I have most of my music files in AAC. They tend to be smaller and better for users with small hard drives(so you music does not take up all the space). I feel that they give better sound quality when ripping right from cd. On the other hand since you would convert your lower quality mp3's to aac's the sound quality would not change. But overall it will take up less space.
There would be a downgrade in quality if you go from MP3 to M4A(AAC) but I found if my MP3 is at a high enough bit rate converting it to AAC wouldn't be bad at all...but don't expect to be able to convert it again.
Actually, converting MP3s to AAC will likely DECREASE the quality, when I did it it was very noticeable and I am not an audiophile by any stretch of the imagination.

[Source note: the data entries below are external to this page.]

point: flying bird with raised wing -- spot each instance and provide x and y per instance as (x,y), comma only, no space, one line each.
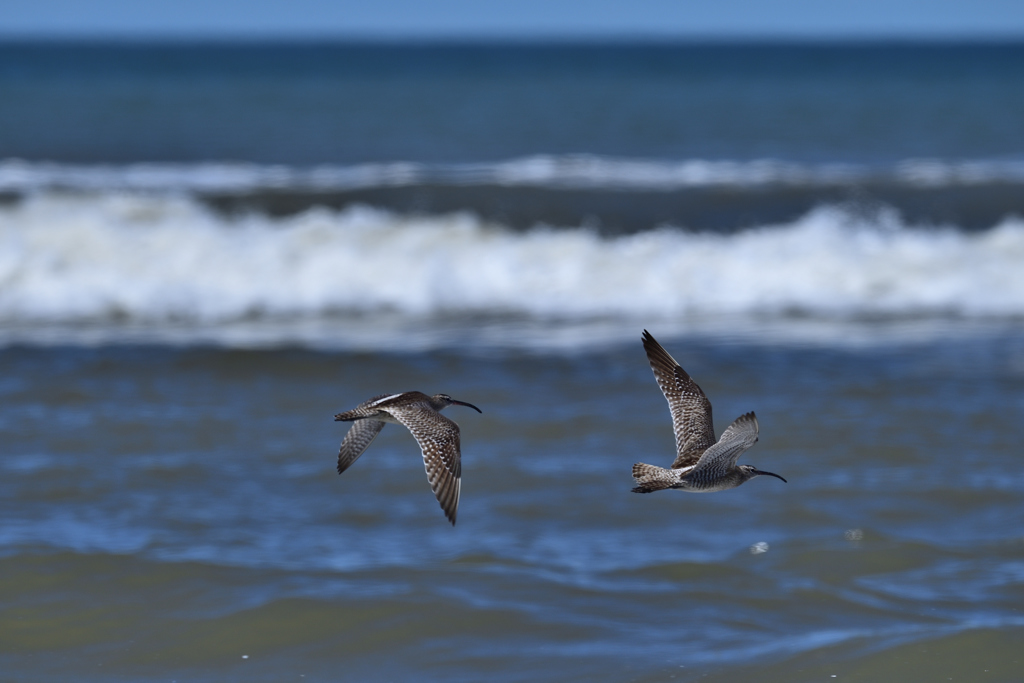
(437,436)
(702,464)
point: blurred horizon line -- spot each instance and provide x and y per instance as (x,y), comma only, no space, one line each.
(399,39)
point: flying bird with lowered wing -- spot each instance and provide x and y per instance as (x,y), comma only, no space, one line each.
(702,464)
(437,436)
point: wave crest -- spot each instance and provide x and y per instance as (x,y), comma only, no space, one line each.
(110,257)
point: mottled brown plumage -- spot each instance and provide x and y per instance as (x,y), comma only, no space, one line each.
(702,464)
(437,436)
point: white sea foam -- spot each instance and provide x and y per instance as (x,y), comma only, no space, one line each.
(164,262)
(570,171)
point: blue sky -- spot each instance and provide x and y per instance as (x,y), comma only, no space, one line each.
(520,18)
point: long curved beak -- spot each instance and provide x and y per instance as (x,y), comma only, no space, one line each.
(771,474)
(461,402)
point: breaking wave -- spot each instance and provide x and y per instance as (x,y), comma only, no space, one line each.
(118,258)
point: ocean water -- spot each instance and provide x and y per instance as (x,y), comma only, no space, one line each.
(208,250)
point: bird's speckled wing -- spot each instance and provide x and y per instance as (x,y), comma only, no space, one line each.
(356,440)
(721,458)
(366,409)
(438,438)
(691,418)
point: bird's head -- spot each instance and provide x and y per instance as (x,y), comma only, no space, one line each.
(751,472)
(444,400)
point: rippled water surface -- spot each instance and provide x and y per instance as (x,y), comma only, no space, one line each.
(174,514)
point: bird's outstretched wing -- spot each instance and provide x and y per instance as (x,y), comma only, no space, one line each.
(438,438)
(721,458)
(691,418)
(366,409)
(358,437)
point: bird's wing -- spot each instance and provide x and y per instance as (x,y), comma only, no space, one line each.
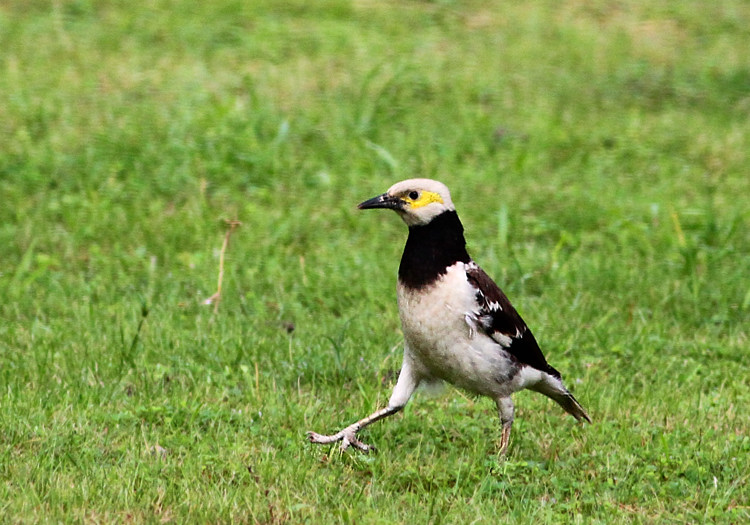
(497,318)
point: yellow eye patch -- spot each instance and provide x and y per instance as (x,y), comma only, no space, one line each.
(425,198)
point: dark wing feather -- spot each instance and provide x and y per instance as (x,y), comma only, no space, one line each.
(497,318)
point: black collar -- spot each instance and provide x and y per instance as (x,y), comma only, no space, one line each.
(431,249)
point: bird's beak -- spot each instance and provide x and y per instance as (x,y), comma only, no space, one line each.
(382,201)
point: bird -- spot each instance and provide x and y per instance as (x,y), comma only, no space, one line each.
(458,325)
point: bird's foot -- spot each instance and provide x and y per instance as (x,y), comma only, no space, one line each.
(504,439)
(347,436)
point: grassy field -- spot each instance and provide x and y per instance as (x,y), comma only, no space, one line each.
(597,153)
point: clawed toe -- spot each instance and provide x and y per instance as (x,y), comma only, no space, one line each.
(347,437)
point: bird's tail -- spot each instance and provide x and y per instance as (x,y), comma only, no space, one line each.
(553,388)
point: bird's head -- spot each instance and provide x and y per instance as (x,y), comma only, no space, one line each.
(417,201)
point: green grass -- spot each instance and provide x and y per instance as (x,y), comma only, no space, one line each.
(597,153)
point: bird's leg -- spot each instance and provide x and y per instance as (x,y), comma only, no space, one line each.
(348,435)
(405,386)
(506,410)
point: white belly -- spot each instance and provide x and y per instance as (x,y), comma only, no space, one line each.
(441,342)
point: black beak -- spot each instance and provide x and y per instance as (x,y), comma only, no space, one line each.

The reason the quality will decrease is because both formats remove information from the audio but the information is thought to be very hard for humans to hear, so you get smaller files but without much of a drop in quality as you couldn't hear what was removed even if it was there. However, both formats remove different data, so when you have an MP3 it's missing data from the original recording and it isn't that big a deal but when you convert that to AAC you will loose even more of the data and it's when that happens that the removed data becomes very obvious. One way to get round it may be to convert it to a high bit rate AAC but then that would totally defeat the purpose of trying to save space.

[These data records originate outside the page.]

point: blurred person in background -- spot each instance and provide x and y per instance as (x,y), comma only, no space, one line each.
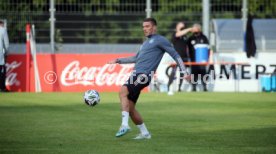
(4,45)
(179,41)
(197,71)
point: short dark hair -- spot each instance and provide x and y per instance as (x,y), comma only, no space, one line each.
(152,20)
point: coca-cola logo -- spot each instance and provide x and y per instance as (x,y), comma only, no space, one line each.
(107,74)
(11,75)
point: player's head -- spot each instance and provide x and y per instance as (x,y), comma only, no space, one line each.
(149,26)
(196,28)
(180,26)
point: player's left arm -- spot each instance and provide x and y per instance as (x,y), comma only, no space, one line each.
(166,46)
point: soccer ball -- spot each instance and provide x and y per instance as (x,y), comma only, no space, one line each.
(91,97)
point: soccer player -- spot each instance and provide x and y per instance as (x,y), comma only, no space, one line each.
(146,62)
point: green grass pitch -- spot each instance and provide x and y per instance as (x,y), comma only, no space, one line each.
(183,123)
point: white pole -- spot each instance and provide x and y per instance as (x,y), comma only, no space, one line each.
(52,25)
(244,14)
(148,8)
(206,16)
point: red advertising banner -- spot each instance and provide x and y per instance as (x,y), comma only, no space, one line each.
(68,72)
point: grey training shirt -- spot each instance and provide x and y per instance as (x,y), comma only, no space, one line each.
(150,54)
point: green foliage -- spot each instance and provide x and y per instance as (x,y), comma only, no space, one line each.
(209,123)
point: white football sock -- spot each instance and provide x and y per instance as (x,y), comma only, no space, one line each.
(125,116)
(143,129)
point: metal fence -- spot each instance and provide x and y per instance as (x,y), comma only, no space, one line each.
(115,21)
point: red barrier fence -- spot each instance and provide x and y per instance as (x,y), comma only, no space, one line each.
(68,72)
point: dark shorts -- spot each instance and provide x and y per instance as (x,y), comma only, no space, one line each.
(135,84)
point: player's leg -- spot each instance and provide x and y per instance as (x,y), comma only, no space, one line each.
(123,94)
(137,119)
(180,81)
(171,78)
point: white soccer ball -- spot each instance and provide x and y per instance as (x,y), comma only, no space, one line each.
(91,97)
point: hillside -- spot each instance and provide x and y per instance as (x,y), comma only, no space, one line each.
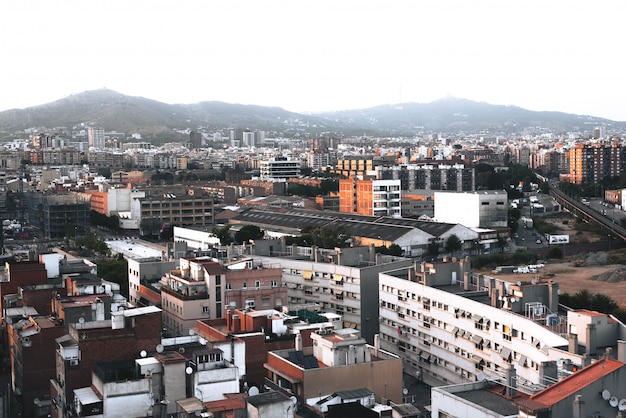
(114,111)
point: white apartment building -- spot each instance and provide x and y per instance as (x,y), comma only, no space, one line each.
(480,209)
(193,292)
(346,284)
(386,196)
(456,327)
(279,168)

converting mp3s into aac files is like making a photocopy of a photocopy. even if you've just bought the most awesome, cutting edge photocopy machine, the best copy you could make still wouldn't be any better (and will likely be worse) than the first photocopy. and forget about getting a copy that's close to the original. mp3s and aacs are great but, they should only be encoded from the original source. so get those cds and re-rip them to the aac format.